Meg Kavanaugh, on the other hand, is a feisty cyber gnome working for the same agency. Her aspiration is to be a field agent. She has completed only one month of the arduous training courses, yet she is pursuing a deadly killer she unearthed through computer research. Her goal is to bring her brother’s killer to justice.
They first meet in a sleazy bar. Meg is with the contact she plans to take in and turn as a government witness. Rafe is there because someone has hired him to deliver the witness. All bets are off when a third party attempts to kill the witness.
Fast forward…Rafe is on his lonely mountain, grieving for his wife and estranged from his family, when his old boss appears. Since Rafe blames him for his wife’s death, it is not a friendly meeting. Rafe does learn that Meg is missing and the agency is looking for her.
Meg shows up amidst people shooting at her, and later at both of them. She claims to have found a link between her brother’s death and Rafe’s wife’s death. There is an instant attraction between Rafe, who is sensitive about his Native American heritage, and Irish Meg.

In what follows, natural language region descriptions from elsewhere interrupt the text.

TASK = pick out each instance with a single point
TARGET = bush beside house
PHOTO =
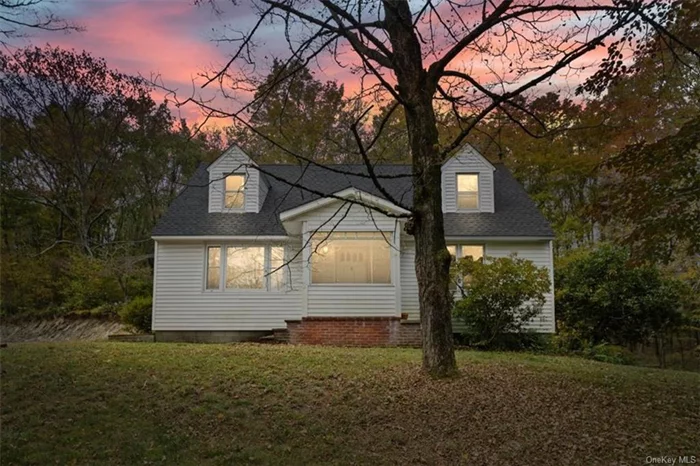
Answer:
(498, 296)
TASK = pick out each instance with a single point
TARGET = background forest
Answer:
(90, 160)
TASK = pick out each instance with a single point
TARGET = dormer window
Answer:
(467, 191)
(234, 197)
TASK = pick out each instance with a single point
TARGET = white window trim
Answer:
(459, 255)
(244, 190)
(223, 269)
(385, 235)
(478, 192)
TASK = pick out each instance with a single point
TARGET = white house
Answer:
(243, 251)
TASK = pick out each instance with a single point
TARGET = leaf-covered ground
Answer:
(120, 403)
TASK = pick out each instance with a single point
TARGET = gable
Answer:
(468, 156)
(468, 161)
(516, 213)
(235, 161)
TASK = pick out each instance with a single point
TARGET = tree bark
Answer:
(432, 258)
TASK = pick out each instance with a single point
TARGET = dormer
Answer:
(467, 182)
(235, 183)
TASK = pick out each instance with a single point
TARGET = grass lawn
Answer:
(181, 404)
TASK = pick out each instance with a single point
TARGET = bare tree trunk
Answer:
(432, 262)
(416, 90)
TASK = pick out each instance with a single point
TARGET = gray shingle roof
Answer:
(516, 214)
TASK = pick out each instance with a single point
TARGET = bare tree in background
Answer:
(19, 17)
(467, 58)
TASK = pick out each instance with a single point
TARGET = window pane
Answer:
(277, 277)
(467, 200)
(351, 258)
(213, 267)
(467, 183)
(235, 188)
(234, 182)
(475, 252)
(234, 200)
(467, 191)
(245, 267)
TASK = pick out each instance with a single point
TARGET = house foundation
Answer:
(354, 331)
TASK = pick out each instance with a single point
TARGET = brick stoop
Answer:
(280, 335)
(354, 331)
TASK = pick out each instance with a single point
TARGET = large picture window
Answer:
(234, 195)
(246, 268)
(467, 191)
(352, 257)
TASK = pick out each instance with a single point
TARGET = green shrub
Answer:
(499, 295)
(137, 313)
(604, 299)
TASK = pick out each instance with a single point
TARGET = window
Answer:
(234, 195)
(459, 251)
(213, 267)
(351, 258)
(467, 191)
(278, 269)
(246, 268)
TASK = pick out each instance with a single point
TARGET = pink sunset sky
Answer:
(175, 40)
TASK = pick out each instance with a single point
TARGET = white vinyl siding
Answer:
(409, 284)
(235, 161)
(181, 303)
(351, 299)
(468, 161)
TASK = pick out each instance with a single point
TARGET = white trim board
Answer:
(222, 238)
(349, 193)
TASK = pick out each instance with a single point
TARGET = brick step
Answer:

There is an unexpected injection of humor during these parts that is very well done.
Rafe’s personality is defined by his thought processes, while Meg’s personality s defined by her impulsive, nonstop actions. When the point of view shifts, it is sometimes jarring to flip between these diverse mindsets. In addition, the plot is complicated enough without adding Rafe’s family conflicts. There were not enough pages in the book for the author to realistically resolve them all.
The most forceful part of the book is the steamy romance. Although there are far too many issues and not enough time to cover them, the love story didn’t suffer from all these conflicts.
If you have never read Naomi Horton, my suggestion is to start with Wild Blood, the first book in this series. It is a far better indication of the author’s talent.